Tutto questo per dire che per quanto squisiti e irresistibili fossero i pescetti, decapati, infarinati, fritti, salati e mangiati bollenti con tutte le lische (“scorz e tutt per noi baresani) non siamo, in due, riusciti a finire la porzione, e da qui parte la ricetta.
La sovrabbondanza alimentare, come ho imparato da mia madre e mia nonna, non và mai cestinata, c’è sempre una seconda vita possibile che spesso è più gustosa della prima originaria, ancorché inattesa. Così per le fritture di mare che tanto ottime sono ustionanti d’olio quanto saporite rinascono da fredde, appena marinate e magari aromatizzate. Fanno impallidire anti e post pasti ben più ricercati.

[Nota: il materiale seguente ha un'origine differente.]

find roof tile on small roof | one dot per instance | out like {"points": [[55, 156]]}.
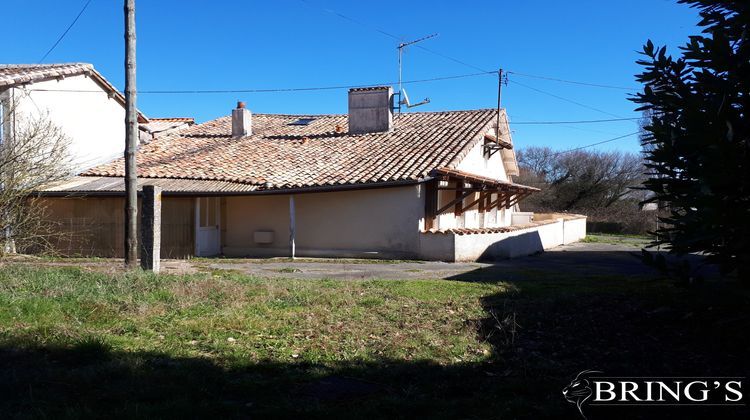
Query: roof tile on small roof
{"points": [[15, 74], [21, 74], [280, 154], [479, 179]]}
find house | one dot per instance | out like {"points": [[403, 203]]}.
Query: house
{"points": [[428, 185], [88, 109]]}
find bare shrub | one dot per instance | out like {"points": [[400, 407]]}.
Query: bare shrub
{"points": [[34, 152]]}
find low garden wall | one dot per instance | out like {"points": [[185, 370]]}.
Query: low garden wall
{"points": [[545, 231]]}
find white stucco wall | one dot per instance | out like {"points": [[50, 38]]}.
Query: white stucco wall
{"points": [[476, 163], [94, 122], [381, 222], [472, 247]]}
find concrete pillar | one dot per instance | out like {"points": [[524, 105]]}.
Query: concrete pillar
{"points": [[151, 228], [292, 227]]}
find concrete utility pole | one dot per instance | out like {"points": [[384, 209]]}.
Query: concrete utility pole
{"points": [[131, 137], [151, 227]]}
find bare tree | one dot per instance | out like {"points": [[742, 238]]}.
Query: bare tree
{"points": [[33, 152], [600, 185]]}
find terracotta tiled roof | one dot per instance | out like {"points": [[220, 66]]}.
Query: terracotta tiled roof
{"points": [[479, 179], [163, 126], [89, 185], [320, 152], [189, 120], [16, 74]]}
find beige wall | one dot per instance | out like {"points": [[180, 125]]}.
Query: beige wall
{"points": [[373, 222], [94, 226]]}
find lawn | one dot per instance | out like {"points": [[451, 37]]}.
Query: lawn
{"points": [[80, 343]]}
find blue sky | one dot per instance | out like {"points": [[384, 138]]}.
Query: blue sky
{"points": [[249, 44]]}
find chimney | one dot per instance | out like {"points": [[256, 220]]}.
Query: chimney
{"points": [[242, 121], [370, 109]]}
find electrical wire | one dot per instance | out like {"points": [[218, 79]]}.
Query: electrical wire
{"points": [[396, 37], [572, 81], [573, 122], [270, 90], [594, 144], [52, 48], [565, 99]]}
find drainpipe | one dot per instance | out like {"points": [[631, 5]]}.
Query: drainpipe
{"points": [[292, 227]]}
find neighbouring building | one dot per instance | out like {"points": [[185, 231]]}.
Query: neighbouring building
{"points": [[426, 185], [78, 100]]}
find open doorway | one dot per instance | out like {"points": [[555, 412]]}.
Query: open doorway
{"points": [[207, 232]]}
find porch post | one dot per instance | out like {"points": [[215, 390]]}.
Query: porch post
{"points": [[151, 228], [292, 225]]}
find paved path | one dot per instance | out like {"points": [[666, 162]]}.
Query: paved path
{"points": [[577, 259]]}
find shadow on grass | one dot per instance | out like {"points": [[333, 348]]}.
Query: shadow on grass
{"points": [[555, 323], [90, 380]]}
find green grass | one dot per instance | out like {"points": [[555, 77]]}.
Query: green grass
{"points": [[233, 260], [79, 343]]}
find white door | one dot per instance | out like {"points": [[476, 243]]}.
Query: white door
{"points": [[207, 232]]}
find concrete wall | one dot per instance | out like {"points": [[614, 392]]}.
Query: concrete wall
{"points": [[475, 162], [520, 242], [94, 122], [380, 222]]}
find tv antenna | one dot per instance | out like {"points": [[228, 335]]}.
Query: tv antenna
{"points": [[403, 97]]}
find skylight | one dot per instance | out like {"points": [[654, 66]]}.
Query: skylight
{"points": [[303, 121]]}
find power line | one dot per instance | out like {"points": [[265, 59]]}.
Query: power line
{"points": [[396, 37], [594, 144], [573, 122], [565, 99], [83, 9], [572, 81], [299, 89]]}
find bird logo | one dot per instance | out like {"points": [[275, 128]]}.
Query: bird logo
{"points": [[579, 390]]}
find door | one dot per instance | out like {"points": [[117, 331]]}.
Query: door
{"points": [[207, 232]]}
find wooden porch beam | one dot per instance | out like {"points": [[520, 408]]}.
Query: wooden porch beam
{"points": [[455, 202]]}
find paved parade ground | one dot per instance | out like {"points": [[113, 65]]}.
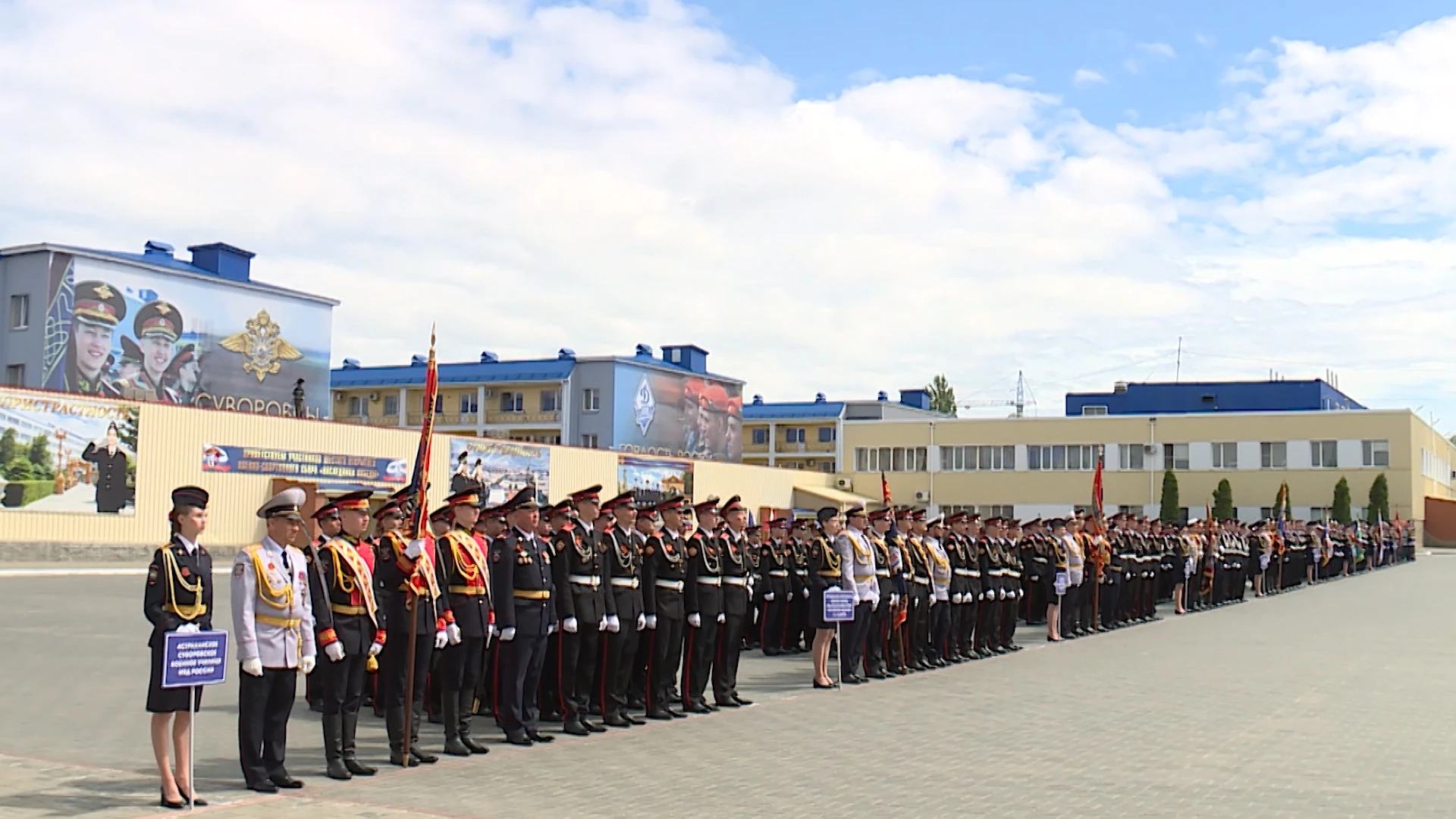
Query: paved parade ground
{"points": [[1327, 701]]}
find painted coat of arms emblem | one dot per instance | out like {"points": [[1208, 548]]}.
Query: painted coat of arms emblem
{"points": [[644, 406], [262, 347]]}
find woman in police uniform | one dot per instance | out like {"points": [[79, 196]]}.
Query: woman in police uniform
{"points": [[178, 598]]}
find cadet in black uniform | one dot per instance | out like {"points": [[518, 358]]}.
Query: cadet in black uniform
{"points": [[664, 575], [582, 605], [178, 598], [522, 582]]}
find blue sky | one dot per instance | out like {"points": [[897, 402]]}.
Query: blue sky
{"points": [[826, 44]]}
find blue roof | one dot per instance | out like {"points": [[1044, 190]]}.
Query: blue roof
{"points": [[792, 410], [466, 372]]}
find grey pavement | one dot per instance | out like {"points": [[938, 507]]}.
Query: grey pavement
{"points": [[1327, 701]]}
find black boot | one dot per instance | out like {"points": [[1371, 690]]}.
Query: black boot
{"points": [[395, 725], [466, 706], [414, 739], [450, 710], [351, 723], [334, 746]]}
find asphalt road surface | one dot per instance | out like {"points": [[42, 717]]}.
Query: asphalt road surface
{"points": [[1327, 701]]}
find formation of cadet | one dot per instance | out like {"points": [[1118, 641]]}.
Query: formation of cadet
{"points": [[606, 614]]}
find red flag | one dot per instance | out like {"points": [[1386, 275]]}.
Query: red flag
{"points": [[427, 428]]}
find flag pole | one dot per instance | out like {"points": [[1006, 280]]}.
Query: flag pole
{"points": [[416, 525]]}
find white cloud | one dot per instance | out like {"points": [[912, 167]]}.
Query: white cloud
{"points": [[596, 177]]}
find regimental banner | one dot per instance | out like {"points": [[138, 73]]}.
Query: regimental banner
{"points": [[61, 453], [679, 416], [121, 331], [363, 471], [651, 480], [498, 469]]}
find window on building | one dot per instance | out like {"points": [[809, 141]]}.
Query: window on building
{"points": [[19, 312], [1273, 455], [1226, 455], [1130, 457], [1081, 457], [1175, 457], [1375, 452], [890, 460]]}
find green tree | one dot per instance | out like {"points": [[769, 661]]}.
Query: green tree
{"points": [[1379, 500], [1340, 507], [1223, 502], [1169, 507], [8, 445], [943, 395]]}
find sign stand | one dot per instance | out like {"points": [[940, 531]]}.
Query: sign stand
{"points": [[193, 661]]}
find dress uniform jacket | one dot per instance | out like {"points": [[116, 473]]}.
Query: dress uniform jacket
{"points": [[273, 617], [582, 576], [466, 582]]}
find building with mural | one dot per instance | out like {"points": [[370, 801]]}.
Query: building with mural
{"points": [[153, 327], [650, 404]]}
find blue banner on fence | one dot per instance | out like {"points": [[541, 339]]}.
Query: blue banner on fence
{"points": [[199, 657], [839, 605]]}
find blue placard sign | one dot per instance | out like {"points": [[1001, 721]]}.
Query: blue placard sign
{"points": [[199, 657], [839, 605]]}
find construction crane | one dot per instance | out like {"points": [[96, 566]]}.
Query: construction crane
{"points": [[1019, 401]]}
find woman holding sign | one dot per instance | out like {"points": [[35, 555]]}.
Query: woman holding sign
{"points": [[180, 598]]}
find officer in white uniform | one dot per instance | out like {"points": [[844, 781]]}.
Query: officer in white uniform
{"points": [[273, 624]]}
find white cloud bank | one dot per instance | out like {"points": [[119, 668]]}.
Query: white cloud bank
{"points": [[601, 177]]}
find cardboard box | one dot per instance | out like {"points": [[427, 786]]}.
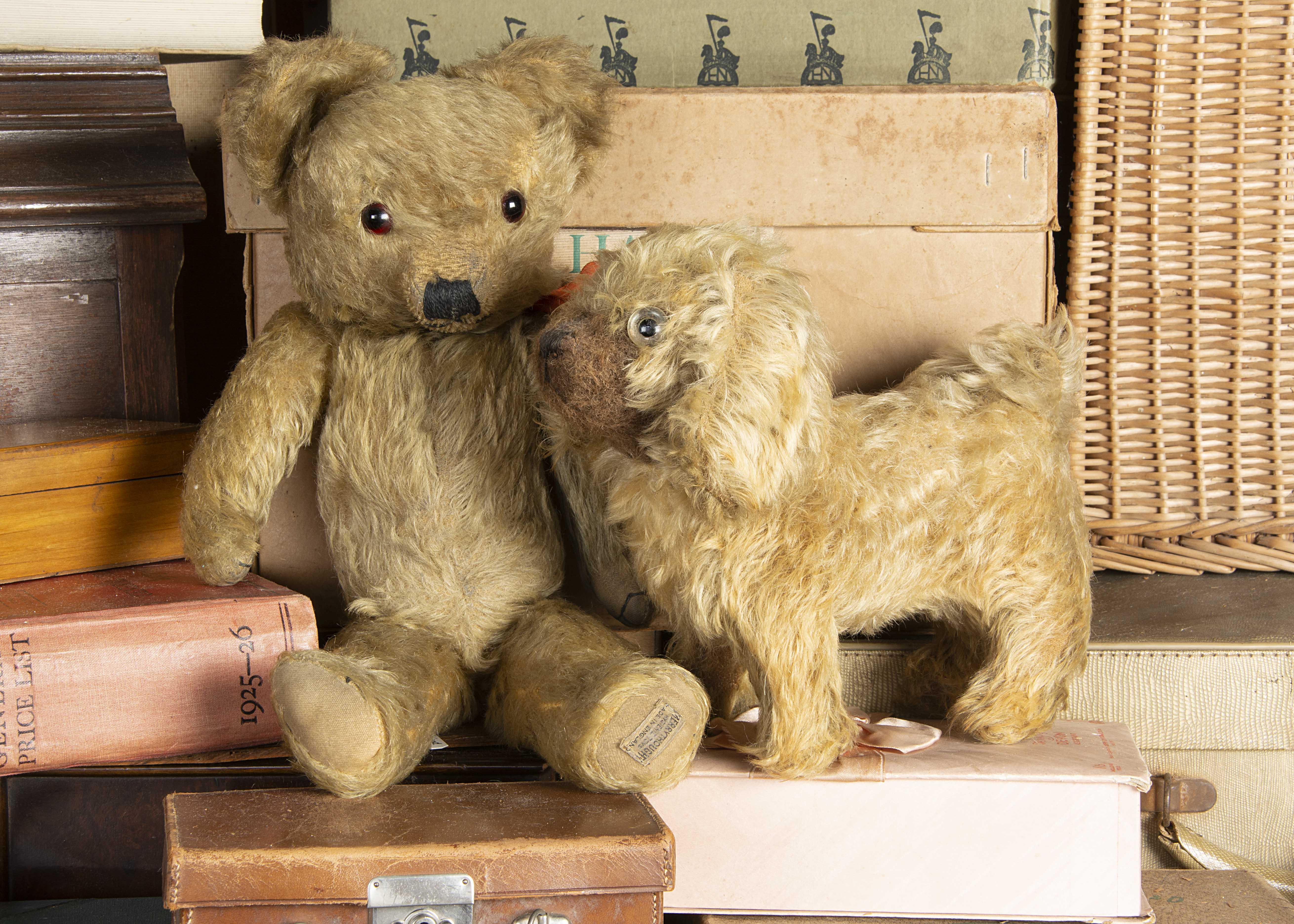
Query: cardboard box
{"points": [[768, 43], [1175, 896], [918, 215], [1044, 830], [82, 495]]}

Così le ho limonate abbondantemente e altrettanto cospicuamente cosparse di coriandolini di menta appena spiccata dal vaso sul balcone, con le mani e senza metalli aggiunti. Il verde della menta in frantumi s’inframmischia al rosa ora dorato della frittura, come un pois psichedelico e rilascia un profumo mentoso che attorciglia l’asprigno del limone in una danza olfatto-gustativa irresistibile. Ma non mi lascio sedurre, ora. Ripongo tutto nel frigorifero che con la sua algida accoglienza rende il tutto inenarrabile, ma da provare assolutamente. Così ho fatto io il giorno dopo e quello appresso pure, che più sta meglio è. E spruzzando altra micromenta sopra, la triglia ha mentito come solo lei sa fare. E buon appetito.